1. Introduction
LiDAR acquires point clouds from the environment in three-dimensional vision. However, many uncertain environmental factors can affect the accuracy of the data. These include partial occlusion of targets and blurring of target motion. In addition, LiDAR systems often have low spatial resolution and may miss vital information about the environment [
1,
2,
3]. As a result, raw point clouds collected by LiDAR can be sparse and incomplete, leading to significant differences from the actual geometry of objects and affecting the sensor system’s perception of the environment [
4,
5]. To solve these problems, point cloud completion techniques can be utilized to reconstruct and restore the missing information in sparse and incomplete point clouds. The process involves using various algorithms to fill in gaps in the data and create a more realistic representation of the environment. By improving the accuracy of point cloud data, sensor systems can better perceive their surroundings and make more informed decisions [
6]. Traditional point cloud completion methods mainly include the geometric symmetry method, surface reconstruction method, and template matching method. The geometric symmetry method is aimed at symmetrical objects, which can hardly be adapted to objects in nature. Surface reconstruction methods are also interpolation and fitting methods, which infer the location of missing points from existing points. However, missing locations are often uncertain and uneven. It can hardly fill in the shape accurately. And template matching method requires large databases, and the missing target must exist in the database. Not only the complexity is high, but also the universality is poor. The traditional method can hardly complete the unknown shape. Some partial shapes of the target are a lot of incomplete, which will bring great difficulties to the completion task. Therefore, the most popular point cloud completion method is to use the learning and optimization performance of deep learning networks to estimate the shape of the incomplete part [
7].
Point cloud processing framework: In the completion task, the point cloud is disordered and unstructured, unlike a two-dimensional image. Normal convolution frameworks cannot be used in point cloud processing tasks. Therefore, different methods of framework have been proposed to solve the unstructured problem in the point cloud completion task. PCN [
8] utilizes the multi-layer perceptron proposed by Point-Net [
9] and directly maps part of the point cloud to the full shape through the encoding and decoding structure. It reduces intermediate steps and losses. It is also the most widely used point cloud processing framework. Since then, many scholars have proposed some other frameworks to process point clouds. GR-Net [
10] maps the point cloud to the grid. They carry out three-dimensional convolution to the point cloud grid to retain the complete structure information. Similarly, the regularized point cloud is equivalent to being unitized and down-sampled and cannot retain the features of the detailed points. DGCNN [
11] utilizes graph convolution on the restored topology to extract features from point clouds. However, its learning ability is limited, and local point clouds cannot be effectively restored. Top-Net [
12] introduces a layered tree network that adapts to point cloud topology, focusing mainly on overall structure while neglecting details. ProxyFormer [
13] designs a missing part sensitive transformer to transform the random normal distribution into reasonable position information. Predicted point agents are more sensitive to the characteristics and location of missing parts, and they are better suited for subsequent coarse-to-fine processing. USSPA [
14] proposes an unsupervised symmetric shape-preserving automatic coding network. And, unlike previous methods of training each class separately, it can train multiple classes of data at once through classifier-guided discriminators. ACL-SPC [
15] proposes a self-monitoring framework for point cloud completion. It takes a single partial input and attempts to output a complete point cloud using an adaptive closed-loop system that forces the same output for changes in the input. The challenge of recovering details is an important problem for almost all point cloud completion frameworks, as it determines the effectiveness of the completion process [
16,
17,
18]. However, these frameworks need to transform or change the original information, and the comprehensive ability of the network is limited. Therefore, BCA-Net chooses the multi-layer perceptron framework to extract the point cloud features of the network, which has greater advantages in efficiency and cost. On this basis, it conducts special treatment for detailed reconstruction.

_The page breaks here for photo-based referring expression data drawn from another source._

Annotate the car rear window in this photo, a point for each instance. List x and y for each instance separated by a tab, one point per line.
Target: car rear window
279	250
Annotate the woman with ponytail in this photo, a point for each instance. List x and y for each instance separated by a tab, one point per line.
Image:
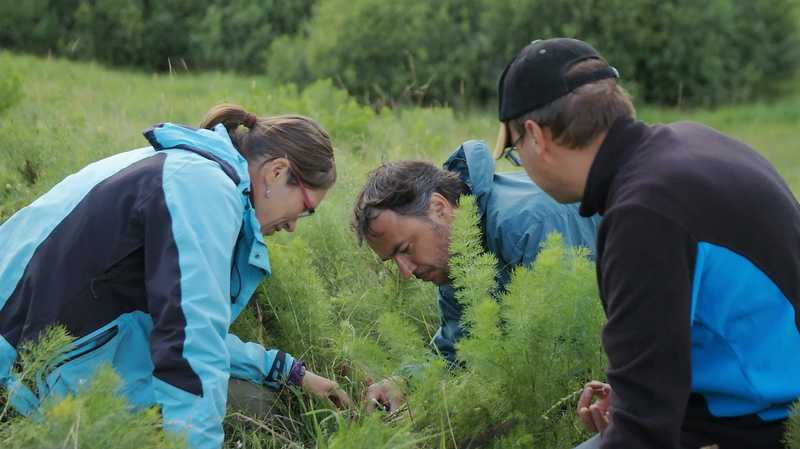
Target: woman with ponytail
148	256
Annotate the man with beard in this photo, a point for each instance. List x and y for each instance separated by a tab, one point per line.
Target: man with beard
405	210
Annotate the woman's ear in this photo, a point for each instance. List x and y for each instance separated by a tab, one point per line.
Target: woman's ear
276	168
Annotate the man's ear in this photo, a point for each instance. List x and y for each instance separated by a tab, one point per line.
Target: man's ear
439	209
541	138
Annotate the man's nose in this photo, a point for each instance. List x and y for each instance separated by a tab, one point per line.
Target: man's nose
405	265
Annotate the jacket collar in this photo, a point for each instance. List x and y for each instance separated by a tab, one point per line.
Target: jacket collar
621	140
214	144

Residual structure: Residual structure can alleviate the problem of gradient disappearance caused by increasing network depth, which will contribute to the complete point cloud completion effect. Notable work, such as SA-Net [
19], introduces a skip attention mechanism to generate complete point clouds with different resolutions by passing geometric information about local regions of incomplete point clouds. ASHF-Net [
20] proposes a layered folding decoder with gated skip attention and multi-resolution completion targets to efficiently utilize partial input local structural details. NSFA [
21] proposes two feature aggregation strategies to express and reconstruct coordinates from their combination. Therefore, BCA-Net proposes a residual deformation architecture to reduce the noise and focus on the feature learning process. Every path optimization may lead to a deviation in the learning direction. Therefore, it is necessary to maintain regularization. Features are constantly normalized in the convolution process to prevent perturbations caused by too many layers in the network. Many networks make use of it to achieve efficient feature extraction [
22,
23]. The residual deformation architecture can ensure the accuracy of information and prevent structural deviations during multi-scale changes [
24,
25].
Detailed reconstruction method: The single use of the point cloud processing framework is insufficient for point cloud completion tasks. It may implement a global shape estimate, but the details are ignored. Therefore, it is necessary to design detailed reconstruction modules to enhance the point cloud completion effect. PF-Net [
26] proposes a multi-resolution encoder (MRE) to extract multi-layer features from partial point clouds and their low-resolution feature points. It enhances the ability of the network to extract semantic and geometric information. Folding-Net [
27] proposes increasing the possibility of points by learning to fold two-dimensional grids into three-dimensional space. Based on it, ECG [
28] proposes an edges-aware feature extension module that up-samples or expands point features via graph convolution, which preserves local geometric details better than simply copying point features up-samples. Spare-Net [
29] proposes channel-focused convolution of edge perception, which not only considers local information in K-neighbors but also makes wise use of the global context by aggregating global features and weighting each point’s feature channel concerns accordingly. VRC-Net [
30] adopts a two-subnetwork structure. One subnetwork uses a coarse complement point cloud generated by another subnetwork to enhance structural relationships through learning multi-scale local point features. It uses Point Self-focused kernel (PSA) and Point Selective Kernel Module (PSK) to further improve performance for detail recovery. Cascaded-PC [
31] designs a lifting module to double the size of the points while refining the position of the points through feature shrinkage and expansion units. LAKe-Net [
32] designs a refinement subnet to feed the multi-scale surface skeleton to each recursive skeleton auxiliary refinement module during the complement process. Continuous optimization of the point route is effective in restoring shape details. PMP-Net [
33] proposed an RPA module based on the original GRU [
34,
35] to memorize and aggregate the route sequence of points and obtain the exact position by continuously refining the moving path. Path aggregation is an efficient way to optimize point cloud details. However, the independent control of the reset gate in the polymerization unit will affect the polymerization effect. The aggregation unit can be optimized, and the effect needs to be enhanced.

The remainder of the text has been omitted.